Though she is a friend, I’m not taking her side. I’ve been involved in this world long enough to know there’s always plenty of blame to go around. But I do know this about her—there isn’t a vicious bone in her body.
Along the way, she has been through 3 attorneys, losing confidence in each of them, the judicial system and the whole “bloody mess” as she calls it. At this point, she just wants to be done and put it behind her, but the system being what it is, she has to let it play itself out. She’s almost there—or so she hopes.
She says the system is broken, broken, broken … and if only people knew that before they went to court, they would do everything in their power to avoid it.

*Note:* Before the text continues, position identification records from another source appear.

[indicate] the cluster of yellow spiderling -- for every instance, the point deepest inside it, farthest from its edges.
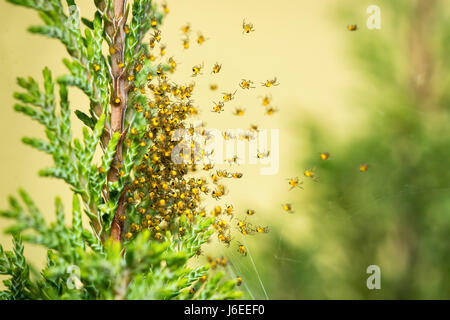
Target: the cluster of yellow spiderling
(164, 190)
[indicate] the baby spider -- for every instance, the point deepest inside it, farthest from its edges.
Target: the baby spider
(247, 27)
(228, 96)
(157, 36)
(201, 39)
(261, 229)
(324, 155)
(216, 68)
(218, 107)
(239, 112)
(295, 182)
(309, 173)
(266, 100)
(165, 8)
(196, 70)
(287, 207)
(271, 110)
(186, 28)
(352, 27)
(185, 43)
(270, 83)
(246, 84)
(250, 212)
(241, 249)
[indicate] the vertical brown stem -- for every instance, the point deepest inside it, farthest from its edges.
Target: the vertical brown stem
(119, 97)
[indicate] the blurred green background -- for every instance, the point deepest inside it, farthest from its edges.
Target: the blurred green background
(379, 97)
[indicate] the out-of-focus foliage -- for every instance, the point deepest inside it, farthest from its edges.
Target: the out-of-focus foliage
(396, 214)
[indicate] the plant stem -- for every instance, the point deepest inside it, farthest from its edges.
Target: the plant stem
(119, 97)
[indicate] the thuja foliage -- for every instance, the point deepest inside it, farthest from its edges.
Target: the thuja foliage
(144, 213)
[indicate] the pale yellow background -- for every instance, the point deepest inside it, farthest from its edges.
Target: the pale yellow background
(299, 42)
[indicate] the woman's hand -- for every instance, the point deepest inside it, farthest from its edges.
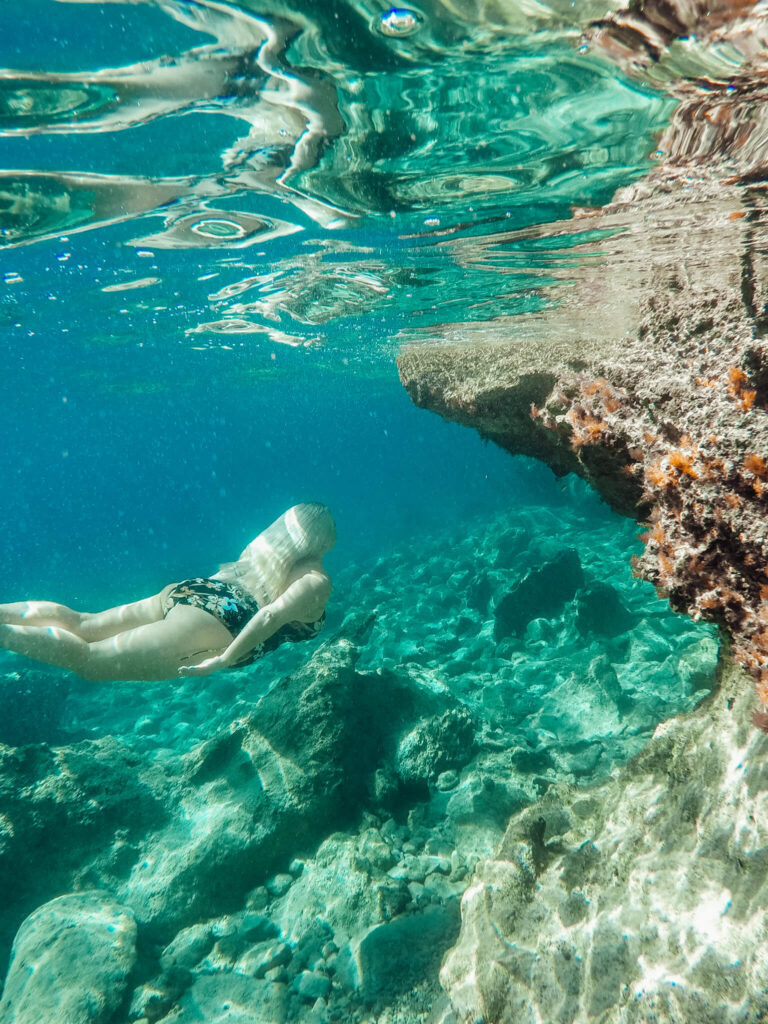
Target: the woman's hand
(205, 668)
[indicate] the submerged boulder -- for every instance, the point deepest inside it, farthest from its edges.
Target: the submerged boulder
(434, 744)
(600, 611)
(635, 899)
(71, 962)
(542, 593)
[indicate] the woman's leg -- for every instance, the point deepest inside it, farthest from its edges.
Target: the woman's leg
(147, 652)
(88, 626)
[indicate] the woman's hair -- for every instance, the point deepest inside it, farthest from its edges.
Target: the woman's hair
(303, 531)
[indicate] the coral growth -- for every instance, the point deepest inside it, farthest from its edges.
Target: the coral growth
(707, 547)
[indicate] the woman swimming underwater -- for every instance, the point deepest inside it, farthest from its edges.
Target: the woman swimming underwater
(275, 592)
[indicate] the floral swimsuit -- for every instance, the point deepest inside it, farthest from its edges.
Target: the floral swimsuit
(235, 608)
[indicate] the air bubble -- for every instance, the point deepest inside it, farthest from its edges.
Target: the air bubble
(399, 22)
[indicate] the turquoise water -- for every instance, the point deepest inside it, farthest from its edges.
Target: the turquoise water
(220, 223)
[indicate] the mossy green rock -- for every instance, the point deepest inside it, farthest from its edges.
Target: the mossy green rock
(71, 962)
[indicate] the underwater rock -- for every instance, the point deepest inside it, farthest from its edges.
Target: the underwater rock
(297, 765)
(634, 899)
(230, 997)
(71, 814)
(542, 593)
(434, 745)
(71, 962)
(391, 956)
(650, 378)
(600, 611)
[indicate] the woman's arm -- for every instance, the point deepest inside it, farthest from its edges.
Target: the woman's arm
(304, 600)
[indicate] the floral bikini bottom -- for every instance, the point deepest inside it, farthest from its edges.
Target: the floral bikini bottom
(229, 604)
(235, 607)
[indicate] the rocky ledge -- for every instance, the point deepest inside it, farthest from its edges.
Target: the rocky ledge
(647, 374)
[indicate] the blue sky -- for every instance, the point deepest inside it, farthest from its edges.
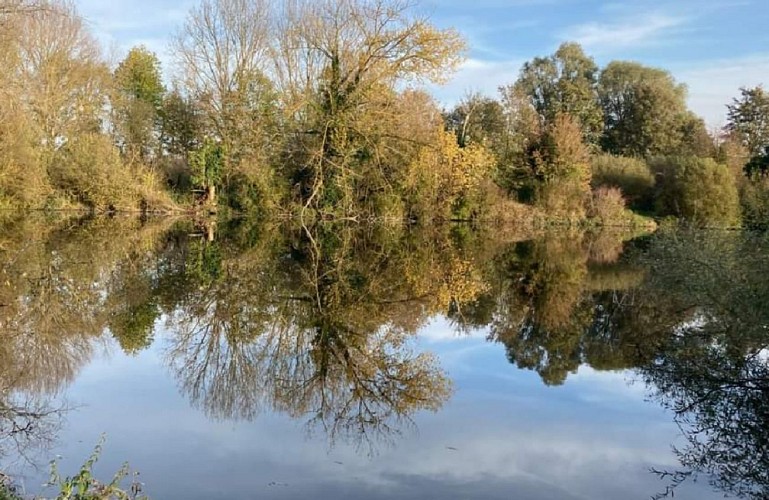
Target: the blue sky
(714, 46)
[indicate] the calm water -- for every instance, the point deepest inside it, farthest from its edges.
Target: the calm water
(251, 360)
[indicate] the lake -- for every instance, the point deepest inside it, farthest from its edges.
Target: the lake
(245, 359)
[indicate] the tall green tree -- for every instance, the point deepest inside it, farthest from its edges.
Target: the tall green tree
(748, 122)
(139, 97)
(644, 109)
(564, 82)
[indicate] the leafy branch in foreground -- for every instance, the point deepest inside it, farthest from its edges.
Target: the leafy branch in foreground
(84, 486)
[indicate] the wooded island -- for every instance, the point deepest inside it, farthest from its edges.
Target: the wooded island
(319, 109)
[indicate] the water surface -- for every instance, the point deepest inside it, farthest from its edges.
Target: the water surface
(253, 360)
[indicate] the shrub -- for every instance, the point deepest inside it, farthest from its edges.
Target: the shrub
(754, 198)
(698, 190)
(608, 206)
(631, 175)
(89, 170)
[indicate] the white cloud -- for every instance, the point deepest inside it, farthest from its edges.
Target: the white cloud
(713, 84)
(629, 32)
(477, 75)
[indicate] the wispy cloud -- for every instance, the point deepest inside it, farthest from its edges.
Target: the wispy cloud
(627, 32)
(477, 75)
(712, 84)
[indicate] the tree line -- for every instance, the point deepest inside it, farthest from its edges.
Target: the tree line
(318, 108)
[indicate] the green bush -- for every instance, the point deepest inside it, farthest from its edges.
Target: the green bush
(754, 198)
(631, 175)
(607, 207)
(698, 190)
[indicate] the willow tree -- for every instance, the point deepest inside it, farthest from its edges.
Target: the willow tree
(223, 55)
(339, 62)
(564, 82)
(137, 102)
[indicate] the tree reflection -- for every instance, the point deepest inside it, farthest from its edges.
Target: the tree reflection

Here is what she told me to share with anyone even thinking of going to court:
- If you think you will get your fair share in the end, think again. No one cares about your side of the story. There isn’t enough time or the resources to get to the bottom of it no matter how bad your case may be.
- If you think your ex is hiding things from you, the system isn’t going to look for it. You can hire a forensic accountant on your own to prove it, which is just more money you have to spend to get a fair deal.
- All your money will end up with your attorney—not you. Your time in the system will ensure that all your money is wrung out of you.
- Everything takes what feels like forever—years and years of time. The courts are so backed up. Take a number! You’re not any better than someone standing in a bakery line.
- The attorneys will discourage you from moving out of the house while the case is pending. So if your case goes on for 5, 6, 9 years, that’s 5, 6, 9 years of a living hell.
- Your children are suffering. Your children will continue to suffer and the system doesn’t care about it. You do, they don’t.
Litigation or mediation? Think about it.
- A Balanced Approach to Divorce Mediation [VIDEO] - November 5, 2024
- Why Choose Mediation Over Litigation? You Can Resolve Divorce Disputes for Much Less. [VIDEO] - October 31, 2024
- Supporting Children Through Divorce: The Importance of Mediation [VIDEO] - October 22, 2024
This article really hits home for me and makes great points. People that rush right into contested litigated divorce without considering mediation are really not acting in the best interests of themselves or their children. My divorce lasted 3 years and we started a trial which lasted 3 days at which point the judge leaned heavily on us to settle- and we did- for just about what I offered my exwife 3 years prior! She refused to settle because her attorneys promised her so much more. I can imagine what they told her at the end “well we tried but you never know what the judge will do and we can’t help it if they made a bad decision”. We spend over a quarter of a million in combined legal fees, which was a good chunk of the assets we were fighting over, I went through 3 attorneys because there was a lot of apathy and what I consider to be incompetence, and the case dragged on far longer than it needed to be- and it’s obvious why, for anyone who has been through the system. It IS broken and the poor litigants are at the mercy of the judges, the attorneys, and the bailiffs who treat you like second class citizens, because to them we’re in and out of a system for a brief time, while they do it day in and day out, and they just don’t care.
To us, it’s our lives and our futures, to them, it’s just one out of maybe 40 cases they’ll see in a given day. They don’t have the energy, the resources, the compassion, or the interest to give each case the attention it really deserves. That’s why so many mistakes are made and the results so unpredictable, and at such a great cost. I think the whole court process is one big game, and the judge and attorneys know pretty much how it’s going to go on day one, but it’s dragged out long enough to drain the parties of their assets because that’s what keeps the judges, the attorneys, and all the court people gainfully employed. I think it’s all a show, and after court ends and the attorneys finish “fighting” for their clients, all the attorneys sit at a bar together and laugh about how much money they are making off of their clueless clients.
In my situation I had no choice, my exwife was unwilling to compromise, listen to reason, or even consider settlement. I was an involuntary boxer in a ring, knowing it was a huge waste of time, money, and emotional resources. I had no choice but It doesn’t have to be that way for everyone.